Maybe at this point you think that the cost of having people putting content on junk sites may exceed the revenue that the "promoter" of the site could get, but according to Krzysztof Franaszek, founder of Adalyticsa digital forensic analysis and ad verification company, "The cost of content generation is probably less than 5% of the total cost of running a website.".
And this hole that ads are falling into doesn't appear to be a small one. The U.S. Association of National Advertisers discovered, through a study, that the 21% of advertising impressions were going to these types of websites. This could represent a waste of the advertising investment of more than 11.9 billion euros.
Now comes the horror movie.
If up to now we have been talking about web sites intended for hosting advertisements with low quality content introduced by people, now replaces "people" by AI.
According to a report of the media research organization NewsGuardThese websites are being populated with AI-generated text.
The result? A 140 major brands have been paying (and presumably, still are) for ads that run on AI-created sites, unknowingly, of course. And it seems that the 90% of major brand advertisements present on these AI-generated fake news sites were through Google.
An AI can create 1,200 articles per day.
To give you an idea of the scale of this activity, NewsGuard found that a single website was producing more than 1,200 items per day and that these webs were pushing the envelope by creating images and biographies of fake authors also by AI. To top it off, NewsGuard found that 25 new AI-generated websites were being created every week, which meant that it found 217 fake websites in 13 languages different since he started tracking this.

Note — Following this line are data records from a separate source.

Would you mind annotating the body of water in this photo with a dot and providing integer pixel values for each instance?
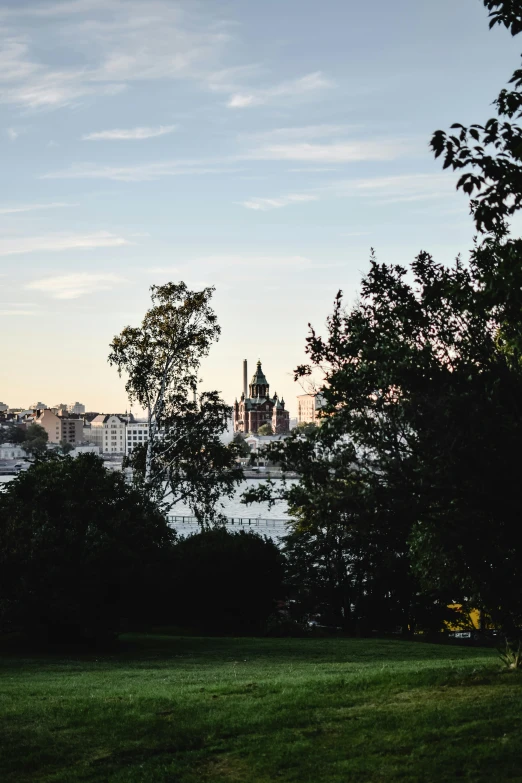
(232, 507)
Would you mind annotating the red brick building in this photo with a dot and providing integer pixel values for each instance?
(259, 408)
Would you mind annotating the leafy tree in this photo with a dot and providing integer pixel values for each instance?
(423, 379)
(79, 550)
(35, 441)
(229, 581)
(239, 445)
(184, 459)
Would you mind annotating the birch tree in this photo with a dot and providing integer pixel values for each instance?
(184, 459)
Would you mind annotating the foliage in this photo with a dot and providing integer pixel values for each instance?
(229, 581)
(166, 708)
(79, 549)
(185, 460)
(239, 445)
(423, 379)
(511, 655)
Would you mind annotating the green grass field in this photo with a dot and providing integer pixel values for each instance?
(195, 710)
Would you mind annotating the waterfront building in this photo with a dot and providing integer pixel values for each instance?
(137, 434)
(59, 429)
(256, 407)
(108, 432)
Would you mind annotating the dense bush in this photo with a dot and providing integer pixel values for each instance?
(80, 551)
(227, 582)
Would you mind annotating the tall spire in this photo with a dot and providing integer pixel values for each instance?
(259, 386)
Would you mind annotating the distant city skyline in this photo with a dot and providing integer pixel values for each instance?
(263, 148)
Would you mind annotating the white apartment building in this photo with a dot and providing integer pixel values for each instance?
(11, 451)
(59, 428)
(137, 434)
(107, 431)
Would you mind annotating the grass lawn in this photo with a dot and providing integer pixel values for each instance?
(193, 710)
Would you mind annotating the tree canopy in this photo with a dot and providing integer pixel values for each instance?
(184, 459)
(80, 550)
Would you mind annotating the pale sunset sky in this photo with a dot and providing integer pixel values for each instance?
(259, 146)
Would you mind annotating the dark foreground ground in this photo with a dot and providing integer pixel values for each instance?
(192, 710)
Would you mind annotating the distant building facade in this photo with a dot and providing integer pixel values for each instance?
(308, 407)
(11, 451)
(259, 408)
(59, 429)
(137, 435)
(108, 432)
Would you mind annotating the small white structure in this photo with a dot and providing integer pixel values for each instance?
(257, 443)
(12, 451)
(91, 448)
(76, 407)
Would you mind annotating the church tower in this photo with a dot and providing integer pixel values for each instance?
(259, 408)
(259, 387)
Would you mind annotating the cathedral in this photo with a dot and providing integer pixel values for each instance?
(257, 407)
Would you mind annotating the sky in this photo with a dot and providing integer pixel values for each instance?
(259, 147)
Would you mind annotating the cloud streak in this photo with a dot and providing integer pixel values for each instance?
(144, 172)
(312, 82)
(266, 204)
(130, 134)
(340, 152)
(59, 242)
(32, 207)
(174, 43)
(75, 285)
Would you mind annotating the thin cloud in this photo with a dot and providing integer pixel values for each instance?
(75, 285)
(16, 312)
(144, 172)
(31, 207)
(172, 45)
(130, 134)
(57, 242)
(300, 133)
(341, 152)
(296, 87)
(397, 189)
(266, 204)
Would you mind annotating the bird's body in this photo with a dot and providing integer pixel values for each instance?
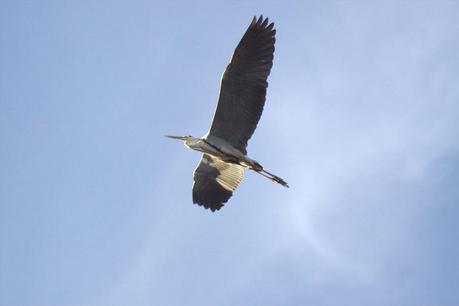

For its part, MIT Technology Review decided to examine the list of nearly 400 ads from the 140 major brands that NewsGuard had identified on these fraudulent sites. It found that the affected sectors included finance, retail, automotive, healthcare and e-commerce.
And an inherent danger
It is clear that the only motivation of the ready The only way to make money with the least amount of effort is to make money. But the creation of these fake websites created with AI and seeking to attract clicks through sensationalist headlines, can spread disinformation.
A future Internet full of artificially created and low quality content only designed to attract your attention.
We are all aware that a scandalous headline is going to attract much more attention than a calm headline, so it's clear that the guidelines dictated to the AI behind these websites are clearly go for the clickbait. It is foreseeable that this will create a huge amount of false content. And not even the intention of these contents is the propagation of disinformation, after social or political interests. The only goal is economic. Visit my website, created by an AI, so that the ads served to me by Google are published and so I get income with the minimum investment of time and money.
"The opaque nature of programmatic advertising has turned major brands into unwitting participants, unaware that their ad spend indirectly funds unreliable AI-generated sites."
Jack Brewster, editor of NewsGuard.
A glimmer of hope
Despite this bleak outlook, Franaszek is cautious and believes it is still too early to tell how AI-generated content will affect programmatic advertising.
For these sites to make money, someone has to visit them. It has been shown that content farms exist because their promoters make money from it, otherwise they would cease to exist, but as this involves a cost of only 5% of the maintenance of these sites, it is unclear whether generative AI will eventually be the natural replacement for these farms. Let's keep our fingers crossed.